Le PS dénonce aussi le fait que les rénovations à but d’efficience énergétique sont utilisées comme prétexte à la réalisation d’autres travaux visant à augmenter le luxe des appartements pour les pousser à partir et en profiter pour augmenter les loyers. Il souhaite que les projets soient dimensionnés pour maintenir les locataires dans leurs logements ou en tout cas d’impossibilité de prévoir des obligations de relogement. En quoi cette proposition n’est-elle pas soutenable?
La réalité est nuancée. Il y a parfois des bailleurs, encore récemment à Zurich, qui se comportent mal en résiliant en masse des baux à loyer d’un immeuble sans que cela soit nécessaire. Mais la plupart des propriétaires sont responsables et agissent correctement. Il faut savoir que lorsque vous êtes propriétaire d’un immeuble ancien, il peut être incohérent de le rénover sur le plan énergétique sans améliorer simultanément l’isolation phonique dans le bâtiment ou de l’équiper d’un ascenseur ou d’une cuisine moderne. En outre, selon le droit du bail, les locataires peuvent faire interdire des travaux qui seraient disproportionnés. Il y a donc des mesures de protection qui existent. Mais en créant une obligation générale de relogement, on ralentira les procédures. Or, la loi cantonale sur l’énergie en discussion veut imposer l’obligation de rénover sur le plan énergétique les immeubles énergivores d’une surface énergétique de référence de plus de 750 mètres carrés d’ici 2035. Cet objectif ne pourra pas être atteint si l’on multiplie les contraintes.
Le PS souhaite étendre le droit de préemption à toutes les communes vaudoises, partant du principe que le cadre actuel en pénalise certaines. Les milieux immobiliers multiplient, de leur côté, les attaques contre le droit de préemption. N’est-ce pas pourtant un bon moyen de permettre aux communes de contribuer à détendre le marché du logement?
Le droit de préemption est en vigueur depuis le 1er janvier 2020 dans le canton de Vaud. Or, à ma connaissance, il n’a permis de créer aucun logement supplémentaire. Ce n’est pas étonnant : un texte de loi n’a jamais produit un seul logement de plus. À Prilly, le dossier est dans un embrouillamini juridique sans précédent. À Lausanne, le droit de préemption n’a été exercé qu’en lien avec des immeubles existants qui comprennent des logements qui sont déjà loués à des loyers raisonnables par leurs propriétaires.
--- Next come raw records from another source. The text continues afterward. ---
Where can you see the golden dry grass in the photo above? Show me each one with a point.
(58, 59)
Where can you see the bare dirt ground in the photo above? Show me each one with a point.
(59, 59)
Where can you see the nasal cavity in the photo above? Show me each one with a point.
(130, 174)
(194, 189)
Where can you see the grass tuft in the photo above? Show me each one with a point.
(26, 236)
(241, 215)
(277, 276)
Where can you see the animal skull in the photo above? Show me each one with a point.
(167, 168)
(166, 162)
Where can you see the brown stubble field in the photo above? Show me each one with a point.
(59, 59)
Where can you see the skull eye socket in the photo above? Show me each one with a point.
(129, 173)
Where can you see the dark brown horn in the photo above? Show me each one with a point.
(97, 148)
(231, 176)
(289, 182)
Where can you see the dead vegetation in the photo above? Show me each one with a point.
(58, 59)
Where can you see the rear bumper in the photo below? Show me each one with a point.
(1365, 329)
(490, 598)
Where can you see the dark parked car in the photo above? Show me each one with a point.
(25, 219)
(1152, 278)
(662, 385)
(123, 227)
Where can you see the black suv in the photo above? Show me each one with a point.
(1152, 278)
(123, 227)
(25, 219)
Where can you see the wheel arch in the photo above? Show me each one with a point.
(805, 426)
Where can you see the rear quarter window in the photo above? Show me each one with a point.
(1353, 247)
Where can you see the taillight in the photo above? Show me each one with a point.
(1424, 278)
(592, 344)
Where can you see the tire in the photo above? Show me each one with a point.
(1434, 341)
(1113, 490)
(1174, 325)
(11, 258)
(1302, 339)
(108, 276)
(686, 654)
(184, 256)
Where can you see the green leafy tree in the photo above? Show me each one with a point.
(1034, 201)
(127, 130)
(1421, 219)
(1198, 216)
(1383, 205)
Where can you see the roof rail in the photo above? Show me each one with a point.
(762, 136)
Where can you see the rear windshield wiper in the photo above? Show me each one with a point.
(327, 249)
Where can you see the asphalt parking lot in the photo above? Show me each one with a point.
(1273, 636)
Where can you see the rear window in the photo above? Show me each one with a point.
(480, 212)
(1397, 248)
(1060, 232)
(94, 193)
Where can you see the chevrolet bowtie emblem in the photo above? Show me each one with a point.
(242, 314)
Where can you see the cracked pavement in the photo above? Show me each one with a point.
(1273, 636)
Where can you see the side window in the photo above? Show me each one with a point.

Les communes peuvent imposer leurs vues au travers des plans d’affectation en imposant un certain nombre de logements d’utilité publique.
Le PS aimerait également augmenter la durée du contrôle des loyers à dix ans au lieu de cinq ans actuellement pour limiter un peu plus le risque d’augmentations de loyers au changement de locataire ou pour toutes sortes de motifs. Sur le plan fédéral, l’ASLOCA annonce par ailleurs une initiative fédérale sur le contrôle des loyers. Vous allez bien sûr combattre ces propositions, mais que proposez-vous pour contenir l’augmentation du prix des loyers?
En cas de pénurie prononcée, la loi sur la préservation et la promotion du parc locatif (LPPPL) autorise déjà un contrôle des loyers pendant dix ans. Et le droit du bail permet aux locataires de contester le loyer initial ou une hausse de loyer. Nous sommes loin de vivre dans un no man’s land juridique. Pour tempérer les loyers, il faut remédier à la pénurie et donc construire davantage de logements.
Pourriez-vous entrer en matière sur d’autres améliorations en faveur des locataires?
Il y a peut-être des modifications ponctuelles du droit du bail qui mériteraient d’être négociées dans l’intérêt de tous. Mais lorsqu’on lance une initiative populaire fédérale qui vise à instaurer un contrôle étatique automatique des loyers, on crée une ambiance belliqueuse qui empêche toute négociation sereine.
Est-ce à dire que la législation actuelle en matière de droit du bail est suffisante?
Il y a des dispositions en droit du bail qui contrarient les milieux des locataires, il y en a d’autres qui gênent les milieux des propriétaires. Si l’on devait créer un droit du bail aujourd’hui, ex nihilo, je pense qu’on s’y prendrait autrement. Mais globalement, le droit actuel, concrétisé par une jurisprudence abondante et évolutive, est relativement équilibré.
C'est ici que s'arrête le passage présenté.